Gostava de ainda acreditar na eternidade. De saber que aqueles rostos, aquelas vozes e aqueles cheiros nunca se iriam desvanecer diante de mim. Ah! Como gostava que me pudessem ver crescer para sempre...

Como queria tantas vezes ser tão diferente. Não estar envolta nestes sentimentos contraditórios e saber quem realmente sou.

Sei que sonho demasiado e estas sensações inversas agravam-se quando somos sonhadores. Para os lunáticos, a frustração é maior e o tempo passa ainda mais depressa. O “mundo inteiro por descobrir” de outrora torna-se maior a cada dia e é, a cada dia, mais difícil de encontrar um lugar que nos cative, um sítio que nos prenda, uma razão que nos faça ficar, uma hipótese entre as inúmeras impossibilidades.

Talvez esta seja a crise dos 20, o retorno de Saturno.
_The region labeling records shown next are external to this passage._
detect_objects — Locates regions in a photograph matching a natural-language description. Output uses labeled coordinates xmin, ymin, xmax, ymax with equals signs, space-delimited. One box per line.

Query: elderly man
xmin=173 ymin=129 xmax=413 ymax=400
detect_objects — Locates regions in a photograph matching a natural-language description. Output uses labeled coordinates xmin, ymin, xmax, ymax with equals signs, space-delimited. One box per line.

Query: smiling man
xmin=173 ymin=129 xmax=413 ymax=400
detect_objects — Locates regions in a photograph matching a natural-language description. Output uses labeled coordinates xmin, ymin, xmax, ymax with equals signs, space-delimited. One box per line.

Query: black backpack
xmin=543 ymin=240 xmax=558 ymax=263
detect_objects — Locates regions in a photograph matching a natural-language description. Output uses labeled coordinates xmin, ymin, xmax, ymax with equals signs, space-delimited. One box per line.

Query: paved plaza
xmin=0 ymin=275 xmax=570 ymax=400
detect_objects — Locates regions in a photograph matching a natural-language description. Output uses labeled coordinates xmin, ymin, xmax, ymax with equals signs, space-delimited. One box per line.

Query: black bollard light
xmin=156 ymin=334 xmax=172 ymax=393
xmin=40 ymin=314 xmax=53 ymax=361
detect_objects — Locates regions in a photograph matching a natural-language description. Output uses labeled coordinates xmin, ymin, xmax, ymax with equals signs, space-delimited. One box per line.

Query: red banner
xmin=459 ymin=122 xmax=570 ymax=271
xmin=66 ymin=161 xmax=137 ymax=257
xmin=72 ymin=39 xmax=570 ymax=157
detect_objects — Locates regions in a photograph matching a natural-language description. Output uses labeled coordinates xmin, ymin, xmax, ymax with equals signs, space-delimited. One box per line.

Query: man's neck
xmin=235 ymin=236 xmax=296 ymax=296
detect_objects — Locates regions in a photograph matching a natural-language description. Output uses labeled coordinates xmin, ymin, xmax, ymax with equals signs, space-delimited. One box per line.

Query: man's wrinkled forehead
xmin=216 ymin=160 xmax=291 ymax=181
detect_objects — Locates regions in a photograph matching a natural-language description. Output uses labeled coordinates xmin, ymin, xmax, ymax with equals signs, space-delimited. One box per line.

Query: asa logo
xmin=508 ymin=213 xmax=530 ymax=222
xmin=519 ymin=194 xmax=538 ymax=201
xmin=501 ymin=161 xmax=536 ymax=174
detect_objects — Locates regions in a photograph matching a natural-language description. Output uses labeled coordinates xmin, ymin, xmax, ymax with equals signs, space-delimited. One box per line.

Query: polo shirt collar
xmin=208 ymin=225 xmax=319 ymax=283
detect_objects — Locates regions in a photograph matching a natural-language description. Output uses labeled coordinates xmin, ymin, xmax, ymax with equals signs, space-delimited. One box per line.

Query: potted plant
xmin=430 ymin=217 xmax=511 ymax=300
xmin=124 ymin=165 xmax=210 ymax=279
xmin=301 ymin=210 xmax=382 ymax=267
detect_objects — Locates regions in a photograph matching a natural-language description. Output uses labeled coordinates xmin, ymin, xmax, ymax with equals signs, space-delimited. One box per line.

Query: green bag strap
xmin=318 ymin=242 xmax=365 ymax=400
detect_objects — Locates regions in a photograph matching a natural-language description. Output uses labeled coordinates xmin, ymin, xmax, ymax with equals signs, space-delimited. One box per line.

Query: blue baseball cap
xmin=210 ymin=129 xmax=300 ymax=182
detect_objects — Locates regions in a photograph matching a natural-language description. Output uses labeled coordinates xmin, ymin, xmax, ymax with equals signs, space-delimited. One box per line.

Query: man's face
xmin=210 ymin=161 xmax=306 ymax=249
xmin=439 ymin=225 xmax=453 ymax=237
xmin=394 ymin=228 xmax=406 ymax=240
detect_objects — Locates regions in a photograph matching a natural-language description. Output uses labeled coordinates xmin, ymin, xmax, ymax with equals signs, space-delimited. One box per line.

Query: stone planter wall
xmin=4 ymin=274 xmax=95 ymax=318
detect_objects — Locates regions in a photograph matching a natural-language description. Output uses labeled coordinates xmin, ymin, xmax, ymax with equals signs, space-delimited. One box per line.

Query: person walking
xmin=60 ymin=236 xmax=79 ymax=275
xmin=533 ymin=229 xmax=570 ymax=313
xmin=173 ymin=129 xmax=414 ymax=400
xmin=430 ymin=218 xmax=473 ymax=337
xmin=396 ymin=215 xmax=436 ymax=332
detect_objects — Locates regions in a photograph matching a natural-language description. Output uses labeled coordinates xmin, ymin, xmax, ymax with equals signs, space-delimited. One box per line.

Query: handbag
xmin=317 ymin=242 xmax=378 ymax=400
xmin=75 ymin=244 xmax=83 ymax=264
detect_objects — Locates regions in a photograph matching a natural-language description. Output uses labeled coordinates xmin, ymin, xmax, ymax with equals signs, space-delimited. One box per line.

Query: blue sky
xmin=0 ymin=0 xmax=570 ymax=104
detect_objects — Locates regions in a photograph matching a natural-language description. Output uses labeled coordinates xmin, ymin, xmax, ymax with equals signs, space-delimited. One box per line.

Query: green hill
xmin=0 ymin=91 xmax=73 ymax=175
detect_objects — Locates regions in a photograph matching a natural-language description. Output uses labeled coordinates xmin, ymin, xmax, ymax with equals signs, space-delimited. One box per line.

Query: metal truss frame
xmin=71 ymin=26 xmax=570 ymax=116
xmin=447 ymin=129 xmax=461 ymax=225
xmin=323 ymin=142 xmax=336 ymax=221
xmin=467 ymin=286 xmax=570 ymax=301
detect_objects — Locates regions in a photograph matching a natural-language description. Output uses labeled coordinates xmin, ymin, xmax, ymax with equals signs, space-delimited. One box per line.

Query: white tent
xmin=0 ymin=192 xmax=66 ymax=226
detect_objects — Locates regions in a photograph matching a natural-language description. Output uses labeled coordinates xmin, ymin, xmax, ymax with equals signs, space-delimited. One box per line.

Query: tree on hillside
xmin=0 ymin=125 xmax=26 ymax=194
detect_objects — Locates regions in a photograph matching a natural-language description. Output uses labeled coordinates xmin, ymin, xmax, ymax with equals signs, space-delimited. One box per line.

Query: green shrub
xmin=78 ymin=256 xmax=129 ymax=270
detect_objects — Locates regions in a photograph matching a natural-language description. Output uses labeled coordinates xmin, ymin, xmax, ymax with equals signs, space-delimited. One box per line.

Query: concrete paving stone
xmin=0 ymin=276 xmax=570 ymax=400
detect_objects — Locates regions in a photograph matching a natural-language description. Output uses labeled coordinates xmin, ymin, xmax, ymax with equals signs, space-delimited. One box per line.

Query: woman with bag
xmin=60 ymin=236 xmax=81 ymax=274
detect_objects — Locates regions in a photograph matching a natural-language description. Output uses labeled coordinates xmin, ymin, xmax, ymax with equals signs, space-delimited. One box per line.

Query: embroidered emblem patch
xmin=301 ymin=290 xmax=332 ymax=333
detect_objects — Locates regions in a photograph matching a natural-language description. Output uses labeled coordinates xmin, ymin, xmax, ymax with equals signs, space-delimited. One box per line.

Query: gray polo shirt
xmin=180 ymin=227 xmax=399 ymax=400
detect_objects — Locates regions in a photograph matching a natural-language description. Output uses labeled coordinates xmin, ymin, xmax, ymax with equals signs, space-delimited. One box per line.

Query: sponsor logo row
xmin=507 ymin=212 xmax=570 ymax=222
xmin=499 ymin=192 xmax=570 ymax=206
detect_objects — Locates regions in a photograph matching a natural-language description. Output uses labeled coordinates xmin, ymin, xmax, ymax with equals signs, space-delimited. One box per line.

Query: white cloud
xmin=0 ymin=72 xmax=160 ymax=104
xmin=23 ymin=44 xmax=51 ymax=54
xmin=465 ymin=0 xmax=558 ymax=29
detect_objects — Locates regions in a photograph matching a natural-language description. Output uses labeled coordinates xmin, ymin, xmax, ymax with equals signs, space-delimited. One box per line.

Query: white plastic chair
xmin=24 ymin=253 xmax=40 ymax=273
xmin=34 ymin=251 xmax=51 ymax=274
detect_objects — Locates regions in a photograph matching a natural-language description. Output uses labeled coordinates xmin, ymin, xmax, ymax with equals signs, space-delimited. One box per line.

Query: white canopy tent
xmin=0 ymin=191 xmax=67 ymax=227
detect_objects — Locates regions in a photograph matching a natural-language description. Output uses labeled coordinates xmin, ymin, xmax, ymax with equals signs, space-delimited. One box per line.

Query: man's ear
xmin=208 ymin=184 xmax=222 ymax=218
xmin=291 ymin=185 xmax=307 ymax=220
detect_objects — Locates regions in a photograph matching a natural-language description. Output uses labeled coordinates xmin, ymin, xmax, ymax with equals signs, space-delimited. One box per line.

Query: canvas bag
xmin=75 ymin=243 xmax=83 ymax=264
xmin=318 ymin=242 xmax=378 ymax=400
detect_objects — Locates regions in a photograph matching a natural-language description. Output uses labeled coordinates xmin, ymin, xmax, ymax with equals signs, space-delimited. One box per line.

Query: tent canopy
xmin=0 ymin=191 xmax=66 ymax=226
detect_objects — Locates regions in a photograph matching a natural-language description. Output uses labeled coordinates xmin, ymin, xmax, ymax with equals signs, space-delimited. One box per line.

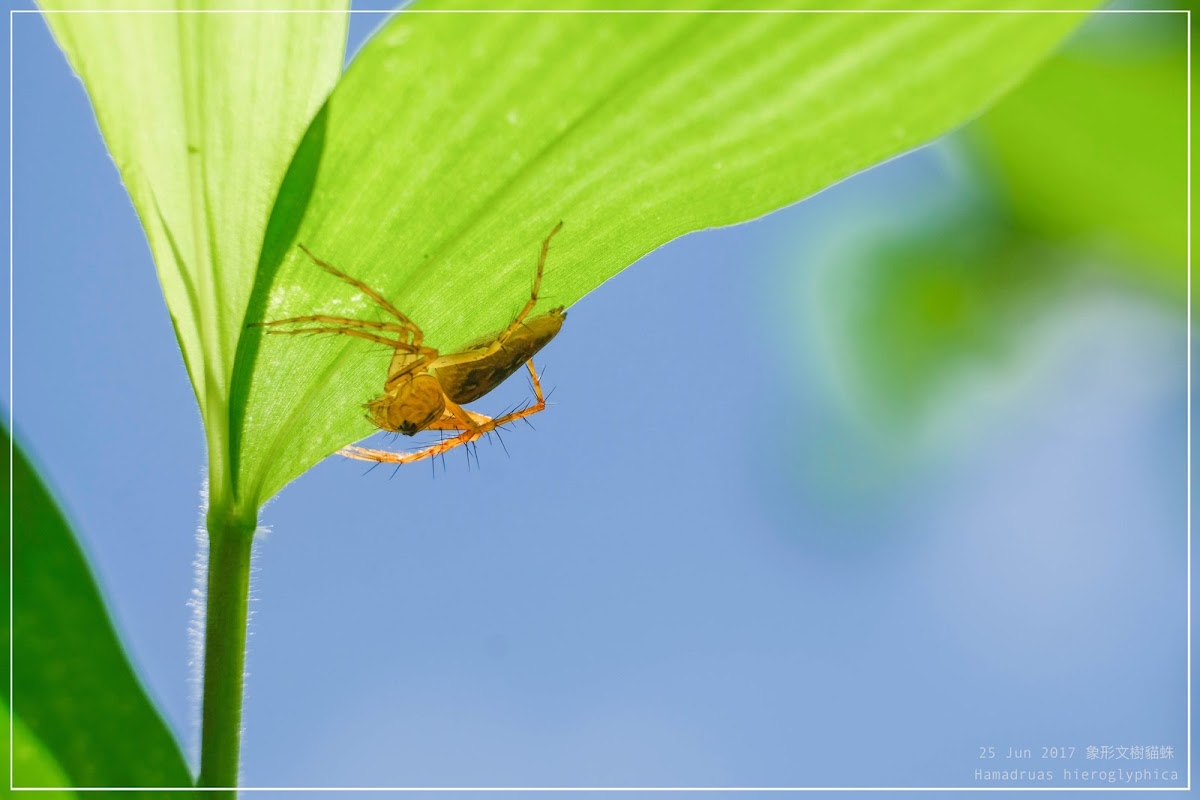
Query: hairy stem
xmin=197 ymin=510 xmax=254 ymax=798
A idade na qual começamos a questionar tudo, a apercebermo-nos, de facto, da fragilidade da condição humana e das limitações que lhe são inerentes.

Agora começamos a entender que não somos capazes de tudo, que não somos donos da eternidade, que não temos todo o tempo do mundo.

Começamos a duvidar das nossas escolhas e a lamentar os erros e as oportunidades deixadas no passado. Continuamos a querer ser astronautas, descobrir o espaço e o tempo, saber de onde veio tudo isto, mas prosseguimos sem nos conhecermos. Não sabemos lidar com os problemas, com as desilusões e os dissabores e, no meio do nosso egoísmo, vendamos os nossos próprios olhos.

Deixa de haver tempo para mergulhar na simplicidade, para olhar à volta e deixar de pensar, para nos darmos ao mundo e deixarmos que ele nos abra caminho.

Deixa de existir o único tempo que temos porque andamos à procura de mais. Somos vítimas das ilusões que criamos e detestamos teias de aranha porque, aos poucos, vamos tecendo a nossa própria cerca, perecendo nela.

Tenho 20 anos: 20 anos a menos de algo que ainda tem tudo para ser demais!